AI could make African languages more accessible with machine translation — but people need to make it happen
Machine translation benchmarks were recently set for more than 30 African languages, classified in the Natural Language Processing space as the ‘The Left-Behinds’. The benchmarks are the first advances for some of the 2,000-odd living African languages and present a case for information accessibility through language technology.
If there was a perfect Machine Translation system for African languages it would mean that all the existing knowledge found on the Internet could be translated into someone’s home language.
For example, the number of Xitsonga articles on the global encyclopaedia Wikipedia is tiny. “If we had a perfect [Machine Translation] system… you can take the whole Wikipedia and translate that into someone’s language, then you give them direct access to basically all of knowledge. That’s a little bit amazing,” said Dr Herman Kamper of Stellenbosch University’s Department of Electrical and Electronic Engineering.
Machine Translation is automated translation of one language into another, performed by a computer.
Kamper was one of about 40 scholars and more than 400 participants who have been teaming up since 2019 to solve speech and language problems in Africa.
At the end of 2020, the volunteer community was able to set the first benchmarks for 30-plus African languages in Machine Translation, a first for the African languages in Machine Translation.
Researchers used Natural Language Processing (NLP), a branch of artificial intelligence that helps computers understand, interpret and manipulate human language.

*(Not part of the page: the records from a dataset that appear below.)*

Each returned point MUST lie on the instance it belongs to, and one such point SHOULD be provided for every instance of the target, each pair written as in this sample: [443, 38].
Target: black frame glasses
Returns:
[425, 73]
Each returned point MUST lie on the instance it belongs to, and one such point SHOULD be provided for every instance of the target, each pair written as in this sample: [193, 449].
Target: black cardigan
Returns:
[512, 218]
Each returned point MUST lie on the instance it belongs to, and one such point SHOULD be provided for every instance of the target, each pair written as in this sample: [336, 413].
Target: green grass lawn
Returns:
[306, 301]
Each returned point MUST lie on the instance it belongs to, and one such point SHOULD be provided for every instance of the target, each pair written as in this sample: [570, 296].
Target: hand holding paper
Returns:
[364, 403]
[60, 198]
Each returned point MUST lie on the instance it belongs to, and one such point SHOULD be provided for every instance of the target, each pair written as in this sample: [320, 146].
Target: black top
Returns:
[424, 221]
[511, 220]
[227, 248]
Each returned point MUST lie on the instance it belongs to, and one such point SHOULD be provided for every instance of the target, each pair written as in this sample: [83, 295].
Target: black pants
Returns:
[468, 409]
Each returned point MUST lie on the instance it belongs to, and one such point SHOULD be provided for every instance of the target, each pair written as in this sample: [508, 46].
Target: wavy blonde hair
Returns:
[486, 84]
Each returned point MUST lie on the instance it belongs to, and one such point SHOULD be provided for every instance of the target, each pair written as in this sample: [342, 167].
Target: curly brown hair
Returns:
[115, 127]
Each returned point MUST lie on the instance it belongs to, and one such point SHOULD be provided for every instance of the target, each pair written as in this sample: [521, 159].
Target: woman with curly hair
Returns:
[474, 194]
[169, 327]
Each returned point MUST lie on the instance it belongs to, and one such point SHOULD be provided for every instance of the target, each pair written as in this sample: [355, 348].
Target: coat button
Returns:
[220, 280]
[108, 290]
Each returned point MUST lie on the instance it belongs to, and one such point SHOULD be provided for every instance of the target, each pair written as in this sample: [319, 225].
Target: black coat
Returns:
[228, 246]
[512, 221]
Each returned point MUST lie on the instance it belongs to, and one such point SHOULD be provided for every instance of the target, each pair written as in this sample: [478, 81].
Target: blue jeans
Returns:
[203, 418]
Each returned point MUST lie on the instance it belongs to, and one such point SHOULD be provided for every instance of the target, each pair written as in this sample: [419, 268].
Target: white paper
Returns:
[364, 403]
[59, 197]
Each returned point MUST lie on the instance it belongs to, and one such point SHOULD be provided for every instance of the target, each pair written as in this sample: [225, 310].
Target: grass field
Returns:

Their research paper, Participatory Research for Low-resourced Machine Translation: A Case Study in African Languages, coming out of the collaborative work went on to win the 2020 Wikimedia Foundation Research Award and some members of the community have since gone on to tackle other NLP tasks.
According to Kamper, the benchmarks are a mere starting point for the languages, since the systems are not yet as good as an English-to-French system, for example, that Google makes use of.
The benchmarks are evaluation sets to test the Machine Translation systems.
If a big tech company like Google wanted to, it could create Machine Translation systems for all the languages, stated Kamper, who focuses particularly on speech recognition.
But, if you don’t have the native speakers on the ground, it is difficult to account for the long-tail languages, Kamper said.
At the moment, what is needed are people who are native speakers of languages — like those that were accounted for in the benchmarks, namely Khoekhoegowab, Igbo, Sepedi and Setswana — and who know that Google won’t easily work on these Machine Translation systems.
Most NLP research fails to have on-the-ground expertise of low-resourced languages.
You need people who will say, “I am going to do it”.
That was the scheme of the group of thinkers who gathered in 2019 to discuss NLP at a Deep Learning Indaba, held in Kenya.
At that 2019 teaching event, it was established that, “we want to do this thing, to build MT systems for all the languages that we possibly can”, Kamper said.
“In that room, there were already a whole bunch of people from all over Africa speaking different languages. That was where it started.”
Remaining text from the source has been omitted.